RDC : attaque de braconnier dans le parc de Garamba

RDC : attaque de braconnier dans le parc de Garamba

Cinq personnes ont été tuées et plusieurs autres blessées le week-end passé au cours d’un accrochage survenu dans le Parc national de la Garamba, situé dans la province Orientale, dans le nord de la RDC. L’accrochage a eu lieu entre l’armée gouvernementale rd-congolaise (FARDC) et les gardes du parc de Garamba d’un côté, et un groupe de braconniers constitués de rebelles ougandais de l’Armée de résistance du Seigneur (LRA).

 

Dans la forêt de Nagero les FARDC et les gardes du parc sont tombés dans une embuscade tendue par une centaine de braconniers armés samedi. La société civile de Dungu rapporte que les militaires des FARDC et les gardes du parc revenaient du poste de contrôle de Nagero dans le parc de Garamba. Ils sont tombés dans une embuscade tendue par plus de cinquante braconniers armés. Il y a eu accrochage entre les deux groupes. Le bilan provisoire fait état de deux militaires FARDC – un adjudant et un sergent – ainsi qu’un garde sont morts dans ces combats. Du côté des assaillants, on signale deux morts, dont l’un est identifié comme un déserteur de l’armée soudanaise, ainsi que plusieurs blessés.

 

Ces incidents interviennent après que trois fonctionnaires affectés à la surveillance du parc aient été tués jeudi par des braconniers. Les trois hommes, un garde de l’Institut congolais pour la conservation de la nature (ICCN) ainsi qu’un lieutenant et un soldat des Forces armées de la RDC (FARDC), sont tombés jeudi « dans une embuscade tendue par des braconniers lourdement armés, vraisemblablement sud-soudanais », ont annoncé les gestionnaires du parc. ‘Ils avaient été envoyés pour prêter main forte à une autre équipe contre ce groupe », indique un communiqué du réseau African Parks, qui gère le parc de la Garamba de concert avec l’ICCN.

 

Contacté depuis Kinshasa ce lundi, le directeur technique de l’ICCN, Jean Mapilanga, a déploré la mort des agents chargé de la sécurité du parc. Il a demandé aux autorités compétentes de renforcer la sécurité dans le parc pour la protection de la faune, notamment des éléphants qui sont menacés par les braconniers, en quête d’ivoire. Classée au patrimoine mondial de l’humanité, la Garamba est située dans l’extrême nord-est de la RDC, dans une région instable du fait de la présence de nombreux groupes rebelles.

 

Ces attaques interviennent alors que le braconnage d’éléphants est en pleine recrudescence. Les douanes françaises avaient effectué la plus importante saisie d’ivoire depuis dix ans le 27 mai dernier. Les autorités avaient alors annoncé avoir mis la main sur une quantité de 136 kg « d’or blanc » à l’aéroport Roissy-Charles-de-Gaulle – soit une ne douzaine de défenses d’éléphants en transit vers le Vietnam.
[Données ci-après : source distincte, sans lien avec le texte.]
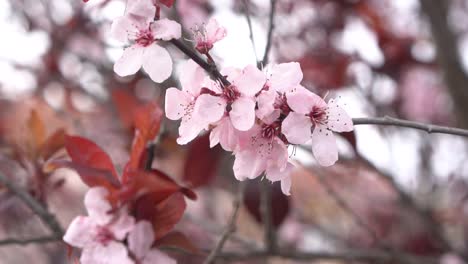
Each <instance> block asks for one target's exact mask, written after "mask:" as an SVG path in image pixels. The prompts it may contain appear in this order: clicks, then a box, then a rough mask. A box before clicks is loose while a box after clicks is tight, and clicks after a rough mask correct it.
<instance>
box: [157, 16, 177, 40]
mask: <svg viewBox="0 0 468 264" xmlns="http://www.w3.org/2000/svg"><path fill="white" fill-rule="evenodd" d="M151 31H152V32H153V34H154V37H155V39H162V40H166V41H167V40H171V39H178V38H180V37H181V35H182V28H181V26H180V24H179V23H177V22H175V21H173V20H170V19H167V18H164V19H161V20H158V21H155V22H153V24H151Z"/></svg>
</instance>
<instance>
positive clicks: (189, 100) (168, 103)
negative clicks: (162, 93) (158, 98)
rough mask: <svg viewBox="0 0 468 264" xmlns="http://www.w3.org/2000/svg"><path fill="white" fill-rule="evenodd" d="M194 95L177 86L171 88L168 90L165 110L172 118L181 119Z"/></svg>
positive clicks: (170, 116) (166, 114)
mask: <svg viewBox="0 0 468 264" xmlns="http://www.w3.org/2000/svg"><path fill="white" fill-rule="evenodd" d="M192 100H193V97H192V96H190V95H189V94H188V93H186V92H183V91H181V90H179V89H177V88H169V89H167V90H166V99H165V101H166V102H165V104H164V108H165V112H166V116H167V118H169V119H170V120H179V119H181V118H182V117H183V116H185V114H186V112H187V109H188V105H189V104H190V103H191V102H192Z"/></svg>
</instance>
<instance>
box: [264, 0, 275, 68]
mask: <svg viewBox="0 0 468 264" xmlns="http://www.w3.org/2000/svg"><path fill="white" fill-rule="evenodd" d="M276 2H277V1H276V0H271V1H270V18H269V21H270V22H269V25H268V35H267V44H266V47H265V54H264V55H263V60H262V64H263V65H267V64H268V57H269V56H270V50H271V45H272V44H273V30H274V29H275V15H276Z"/></svg>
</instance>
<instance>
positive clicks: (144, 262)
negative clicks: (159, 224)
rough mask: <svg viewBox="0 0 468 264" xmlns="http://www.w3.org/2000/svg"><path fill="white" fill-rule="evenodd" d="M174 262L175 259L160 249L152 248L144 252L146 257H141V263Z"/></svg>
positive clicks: (151, 263) (158, 262)
mask: <svg viewBox="0 0 468 264" xmlns="http://www.w3.org/2000/svg"><path fill="white" fill-rule="evenodd" d="M155 263H161V264H176V263H177V261H175V259H173V258H171V257H169V256H168V255H166V254H165V253H163V252H162V251H160V250H157V249H153V250H151V251H149V252H148V253H147V254H146V257H145V258H144V259H143V261H142V264H155Z"/></svg>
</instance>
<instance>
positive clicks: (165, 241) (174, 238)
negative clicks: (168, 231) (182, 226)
mask: <svg viewBox="0 0 468 264" xmlns="http://www.w3.org/2000/svg"><path fill="white" fill-rule="evenodd" d="M156 246H157V247H170V248H177V249H182V250H184V251H186V252H188V253H192V254H195V255H198V254H200V250H199V249H198V247H197V246H196V245H194V244H193V242H192V241H190V239H189V238H188V237H187V236H186V235H185V234H183V233H181V232H177V231H175V232H171V233H169V234H167V235H165V236H164V237H162V238H161V239H159V240H158V241H156Z"/></svg>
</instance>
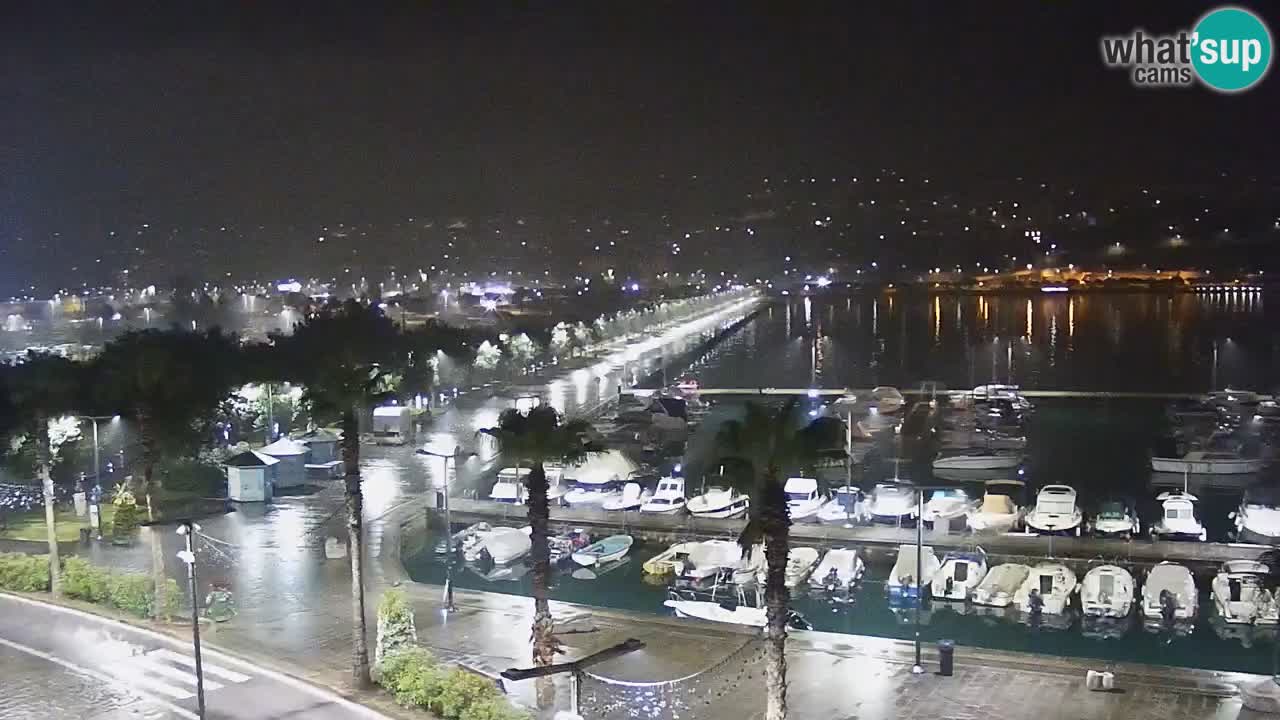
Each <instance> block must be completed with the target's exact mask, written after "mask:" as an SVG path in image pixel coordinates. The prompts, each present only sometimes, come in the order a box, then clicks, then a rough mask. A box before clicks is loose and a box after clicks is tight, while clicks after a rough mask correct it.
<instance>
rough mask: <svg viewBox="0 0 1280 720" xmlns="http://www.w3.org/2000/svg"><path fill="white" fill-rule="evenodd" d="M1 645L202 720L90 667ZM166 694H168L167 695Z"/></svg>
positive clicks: (3, 645) (139, 688) (25, 650)
mask: <svg viewBox="0 0 1280 720" xmlns="http://www.w3.org/2000/svg"><path fill="white" fill-rule="evenodd" d="M0 644H3V646H5V647H10V648H13V650H17V651H18V652H26V653H27V655H31V656H35V657H38V659H41V660H45V661H47V662H52V664H54V665H60V666H63V667H65V669H68V670H70V671H72V673H76V674H78V675H84V676H87V678H93V679H95V680H101V682H104V683H106V684H109V685H113V687H118V685H125V688H127V689H128V691H129V692H132V693H136V694H137V696H140V697H143V698H146V700H150V701H152V702H156V703H160V705H163V706H165V707H166V708H169V711H172V712H173V714H175V715H178V716H179V717H186V719H187V720H200V717H198V716H197V715H196V714H195V712H192V711H189V710H187V708H184V707H179V706H177V705H174V703H172V702H169V701H166V700H164V698H163V697H157V696H155V694H152V693H150V692H145V691H142V689H140V688H137V687H136V685H133V684H131V683H125V682H124V680H120V679H116V678H113V676H111V675H106V674H104V673H99V671H97V670H91V669H88V667H83V666H79V665H76V664H74V662H69V661H67V660H63V659H61V657H56V656H54V655H49V653H47V652H42V651H38V650H36V648H33V647H27V646H24V644H22V643H15V642H13V641H6V639H4V638H0ZM165 694H168V693H165ZM187 697H191V694H187Z"/></svg>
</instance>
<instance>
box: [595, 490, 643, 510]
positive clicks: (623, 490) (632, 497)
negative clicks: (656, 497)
mask: <svg viewBox="0 0 1280 720" xmlns="http://www.w3.org/2000/svg"><path fill="white" fill-rule="evenodd" d="M650 497H653V491H649V489H644V488H641V487H640V483H626V484H625V486H622V495H620V496H618V497H613V498H609V500H605V501H604V502H603V503H600V507H602V509H604V510H609V511H613V512H625V511H628V510H640V509H641V507H644V503H645V502H649V498H650Z"/></svg>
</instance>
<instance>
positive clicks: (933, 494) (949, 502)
mask: <svg viewBox="0 0 1280 720" xmlns="http://www.w3.org/2000/svg"><path fill="white" fill-rule="evenodd" d="M977 507H978V502H977V501H975V500H974V498H972V497H969V493H966V492H965V491H964V489H963V488H938V489H936V491H933V493H932V495H929V501H928V502H925V503H924V515H923V518H924V524H925V525H928V527H932V525H933V524H934V523H948V521H951V520H955V519H956V518H964V516H965V515H968V514H970V512H973V511H974V510H977Z"/></svg>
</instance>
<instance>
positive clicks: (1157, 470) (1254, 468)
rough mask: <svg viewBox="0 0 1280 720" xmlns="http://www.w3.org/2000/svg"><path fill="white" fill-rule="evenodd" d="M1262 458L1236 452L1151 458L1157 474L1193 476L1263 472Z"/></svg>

Selon les autorités, l’ivoire provenait de la République démocratique du Congo, plus spécifiquement de la forêt de Nagero.

 

La République démocratique du Congo est aux prises avec la problématique du braconnage dans ses parcs nationaux. En mars dernier, trente éléphants ont été tués en quinze jours dans le parc de la Garamba. Les responsables du parc avaient accusé un groupe de braconniers. Selon Jean-Marc Froment, directeur chargé de la Conservation d’African Parks, ONG qui cogère le Parc de la Garamba avec l’ICCN, « un groupe de Soudanais du Nord s’[était] introduit dans le parc, s’[était] réparti en petits groupes et [avait] abattu trente éléphants durant quinze jours »

 

D’après un recensement effectué en 2014, le Parc national de la Garamba abrite quelque 1700 éléphants, ce qui en fait une cible de choix pour les braconniers.  En juin 2014, apprend-on, des braconniers avaient abattu – certains à partir d’un hélicoptère – soixante-huit éléphants en deux mois, soit 4% de la population de pachydermes du parc. Le trafic illégal d’ivoire menace la survie des éléphants d’Afrique. Au rythme de 25 000 à 30 000 animaux abattus par an, la mortalité surpasse désormais le taux de natalité de cet animal. « L’or blanc » est très convoité dans les pays asiatiques dont le Vietnam, la Thaïlande et la Chine. Là, les défenses d’éléphants abattus deviennent des bijoux, des objets d’arts ou des sculptures, très prisées des riches Asiatiques.